Das Lotos-Sutra besteht in seiner heutigen Form aus 28 Kapiteln, von denen die ersten 14 von der irdischen Erscheinung Buddha Shakyamuni handeln. Kapitel 1 enthält eine spät entstandene Einführung, die die ersten beiden Teile verbinden soll. Kapitel 2 bis 9 sind die ursprünglichen Abschnitte und auch in sich zusammenhängend. Kapitel 10 bis 21 (jap. 如来神力品), Nyorai jinriki hon) – ohne 18 (jap. 随喜功徳品, Zuiki kudoku hon) – wurden von einer Gruppe von Verfassern angefügt, wobei 10 (jap. 法師品, Hosshi hon), den Verdienst des Sutrakopierens besonders betont. Sie werden als 'Gesetz der Erscheinung' verstanden und enthalten die Lehre über die Organisation des Universums, des menschlichen Lebens und der menschlichen Beziehungen, basierend auf der Erfahrung des Shakyamuni. Demgemäß besitzt jedes Lebewesen die Möglichkeit die letztendliche Wahrheit zu verstehen. Auch die Möglichkeit, die Buddhaschaft zu erlangen wird erläutert. Als Hauptelement der Erleuchtung wird die Weisheit des Buddha dargestellt. In diesem Teil tritt uns der „menschliche“ Buddha (Nirmanakaya) gegenüber, wie ihn auch das Theravada kennt, wobei hier auch einige „Dogmen des Theravada“ hinterfragt werden − auch die „Bösen“ können durch Buddhas unendliches Mitgefühl zur Erlösung gelangen, wie der Erzgegenspieler des Buddha Devadatta.

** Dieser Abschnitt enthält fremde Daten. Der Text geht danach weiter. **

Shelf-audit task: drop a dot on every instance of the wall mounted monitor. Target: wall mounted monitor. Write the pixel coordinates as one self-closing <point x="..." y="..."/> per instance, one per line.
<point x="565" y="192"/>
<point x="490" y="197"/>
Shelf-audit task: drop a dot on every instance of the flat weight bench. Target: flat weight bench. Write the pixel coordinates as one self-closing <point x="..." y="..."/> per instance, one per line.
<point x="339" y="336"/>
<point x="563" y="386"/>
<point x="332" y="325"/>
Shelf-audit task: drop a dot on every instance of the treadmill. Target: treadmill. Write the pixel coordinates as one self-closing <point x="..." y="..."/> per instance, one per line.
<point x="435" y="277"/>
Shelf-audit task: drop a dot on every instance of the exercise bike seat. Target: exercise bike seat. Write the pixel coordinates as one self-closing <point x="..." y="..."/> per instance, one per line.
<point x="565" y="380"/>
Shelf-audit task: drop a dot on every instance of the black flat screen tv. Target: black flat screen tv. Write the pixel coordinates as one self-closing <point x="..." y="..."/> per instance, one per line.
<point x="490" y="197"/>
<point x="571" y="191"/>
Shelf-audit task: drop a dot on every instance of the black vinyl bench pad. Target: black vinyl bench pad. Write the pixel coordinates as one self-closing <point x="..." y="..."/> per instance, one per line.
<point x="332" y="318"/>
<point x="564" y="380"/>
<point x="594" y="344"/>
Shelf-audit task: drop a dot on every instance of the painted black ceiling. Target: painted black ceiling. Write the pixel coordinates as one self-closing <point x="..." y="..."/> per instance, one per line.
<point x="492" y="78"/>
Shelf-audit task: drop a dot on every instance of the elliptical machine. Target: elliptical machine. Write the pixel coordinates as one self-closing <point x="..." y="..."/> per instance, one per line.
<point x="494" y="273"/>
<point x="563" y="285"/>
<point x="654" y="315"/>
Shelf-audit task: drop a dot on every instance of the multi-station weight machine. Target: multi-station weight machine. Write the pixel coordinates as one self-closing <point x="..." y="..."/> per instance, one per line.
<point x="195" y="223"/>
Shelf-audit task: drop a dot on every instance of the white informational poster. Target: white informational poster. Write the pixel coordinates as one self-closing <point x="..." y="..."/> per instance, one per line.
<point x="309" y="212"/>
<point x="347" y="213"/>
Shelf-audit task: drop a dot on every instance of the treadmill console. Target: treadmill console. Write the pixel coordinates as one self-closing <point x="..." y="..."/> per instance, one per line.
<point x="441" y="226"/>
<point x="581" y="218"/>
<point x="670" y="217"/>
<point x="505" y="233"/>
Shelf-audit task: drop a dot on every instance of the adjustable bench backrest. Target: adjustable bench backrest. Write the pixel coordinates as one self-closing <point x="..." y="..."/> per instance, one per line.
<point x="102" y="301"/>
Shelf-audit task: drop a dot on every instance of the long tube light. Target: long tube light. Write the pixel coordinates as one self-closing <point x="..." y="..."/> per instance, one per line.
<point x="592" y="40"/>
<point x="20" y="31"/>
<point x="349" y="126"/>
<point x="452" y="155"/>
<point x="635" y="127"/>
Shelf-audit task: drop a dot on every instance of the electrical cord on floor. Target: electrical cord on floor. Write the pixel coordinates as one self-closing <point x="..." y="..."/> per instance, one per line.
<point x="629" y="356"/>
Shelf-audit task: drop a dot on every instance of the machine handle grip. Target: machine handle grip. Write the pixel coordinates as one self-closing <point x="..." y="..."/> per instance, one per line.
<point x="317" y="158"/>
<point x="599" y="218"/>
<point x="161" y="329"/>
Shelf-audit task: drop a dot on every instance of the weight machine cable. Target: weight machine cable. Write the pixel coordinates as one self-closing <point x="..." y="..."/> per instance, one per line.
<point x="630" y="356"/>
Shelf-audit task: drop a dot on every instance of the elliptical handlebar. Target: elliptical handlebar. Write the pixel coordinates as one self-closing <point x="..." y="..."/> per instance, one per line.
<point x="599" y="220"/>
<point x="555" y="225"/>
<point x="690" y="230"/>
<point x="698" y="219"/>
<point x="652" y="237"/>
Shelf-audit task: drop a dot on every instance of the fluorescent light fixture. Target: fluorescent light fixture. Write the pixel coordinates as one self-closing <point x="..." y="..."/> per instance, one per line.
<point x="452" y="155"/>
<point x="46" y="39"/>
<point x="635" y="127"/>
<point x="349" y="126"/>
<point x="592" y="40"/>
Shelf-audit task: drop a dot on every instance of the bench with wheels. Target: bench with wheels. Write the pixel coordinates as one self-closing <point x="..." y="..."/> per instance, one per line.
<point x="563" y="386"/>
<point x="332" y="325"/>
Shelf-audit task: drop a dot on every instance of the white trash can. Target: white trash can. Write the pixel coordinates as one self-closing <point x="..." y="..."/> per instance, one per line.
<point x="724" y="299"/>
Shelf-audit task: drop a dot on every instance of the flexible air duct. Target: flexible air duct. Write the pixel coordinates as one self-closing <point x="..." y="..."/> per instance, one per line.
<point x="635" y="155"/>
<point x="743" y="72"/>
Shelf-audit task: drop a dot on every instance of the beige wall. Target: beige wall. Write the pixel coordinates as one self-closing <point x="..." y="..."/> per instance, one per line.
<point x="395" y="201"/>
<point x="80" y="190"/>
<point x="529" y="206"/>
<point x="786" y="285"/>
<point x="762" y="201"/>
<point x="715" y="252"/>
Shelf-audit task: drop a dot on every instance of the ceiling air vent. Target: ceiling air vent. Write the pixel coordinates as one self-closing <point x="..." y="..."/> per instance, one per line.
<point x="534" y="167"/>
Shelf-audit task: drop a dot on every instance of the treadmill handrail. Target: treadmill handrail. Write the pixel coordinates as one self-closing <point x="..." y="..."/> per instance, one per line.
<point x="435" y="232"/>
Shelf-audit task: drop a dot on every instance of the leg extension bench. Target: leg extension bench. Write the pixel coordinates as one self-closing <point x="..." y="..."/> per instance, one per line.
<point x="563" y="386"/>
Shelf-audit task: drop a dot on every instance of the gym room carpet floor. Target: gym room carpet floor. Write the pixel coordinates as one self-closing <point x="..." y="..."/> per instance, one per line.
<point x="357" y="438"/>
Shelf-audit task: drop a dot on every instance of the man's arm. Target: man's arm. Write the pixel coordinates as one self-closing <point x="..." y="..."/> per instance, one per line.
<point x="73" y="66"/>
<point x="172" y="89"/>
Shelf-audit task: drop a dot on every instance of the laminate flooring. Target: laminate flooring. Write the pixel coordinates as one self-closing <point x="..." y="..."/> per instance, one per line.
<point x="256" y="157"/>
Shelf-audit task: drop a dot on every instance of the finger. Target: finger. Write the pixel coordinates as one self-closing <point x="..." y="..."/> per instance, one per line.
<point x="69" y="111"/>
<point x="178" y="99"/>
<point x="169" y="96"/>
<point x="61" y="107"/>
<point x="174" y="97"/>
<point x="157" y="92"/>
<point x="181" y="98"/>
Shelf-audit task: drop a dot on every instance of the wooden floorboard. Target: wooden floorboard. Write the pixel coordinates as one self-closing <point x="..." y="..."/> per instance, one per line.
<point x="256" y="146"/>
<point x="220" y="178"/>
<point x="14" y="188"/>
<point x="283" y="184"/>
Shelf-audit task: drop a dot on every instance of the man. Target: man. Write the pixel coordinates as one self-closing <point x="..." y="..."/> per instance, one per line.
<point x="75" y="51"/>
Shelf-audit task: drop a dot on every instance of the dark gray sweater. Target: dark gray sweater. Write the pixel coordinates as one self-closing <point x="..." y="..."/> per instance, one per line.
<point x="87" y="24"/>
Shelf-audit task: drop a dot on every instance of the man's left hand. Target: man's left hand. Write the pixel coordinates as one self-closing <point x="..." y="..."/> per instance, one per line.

In den weitern Kapiteln, die als „Gesetz des Ursprungs“ verstanden werden, wird dargestellt, dass der Buddha die Menschen seit ewigen Zeiten belehrt hat und er das fundamentale Prinzip ist, das die Erscheinungen des Universums bedingt und das von Anbeginn des Universums an existiert hat. Der Buddha erscheint hier als Verkörperung der universellen und allgemeinen Wahrheit, als Beherrscher des Raum-Zeit Kontinuums (Sambhogakaya). Dieser transzendente Buddha (der Buddha des Mahayana) gilt als Verkörperung der kosmischen Ordnung bzw. des Dharma, dessen irdische Verkörperung dazu dient, allen leidenden Wesen zu helfen. Der Buddha als kosmisches Prinzip (Dharmakaya) wird „ursprünglicher Buddha“ genannt. Die Kapitel 23-28 enthalten spezielle Glauben wie z.B. Kapitel 23 die Lehre vom Medizin-König (jap. 薬王菩薩, Yakuo Bosatsu), 24 die 16 Arten des sammai des Myō-on-Bosatsu. In dem 25. Kapitel (jap. 観世音菩薩普門品, Kanzeon bosatsu fumon bon) 33 Transformationen von Kannon d.i. Avalōkiteshvaras und die wundersamen Kräfte dieses Bodhisattva ausführlich erklärt, weshalb diese Kapitel allgemein als Kannon-Sutra, bezeichnet wird, vielfach als selbständige Schrift gilt. Kapitel 26, das Darani-hon (陀羅尼品), mit dem Verdienst der Verbreitung des Sutra und der Rezitation verschiedener Dharanis. Im 27. Kapitel (jap. 妙荘厳王本事品, Myō shōgon ō honji hon) wird die Bekehrung eines Königs durch seine Söhne beschrieben.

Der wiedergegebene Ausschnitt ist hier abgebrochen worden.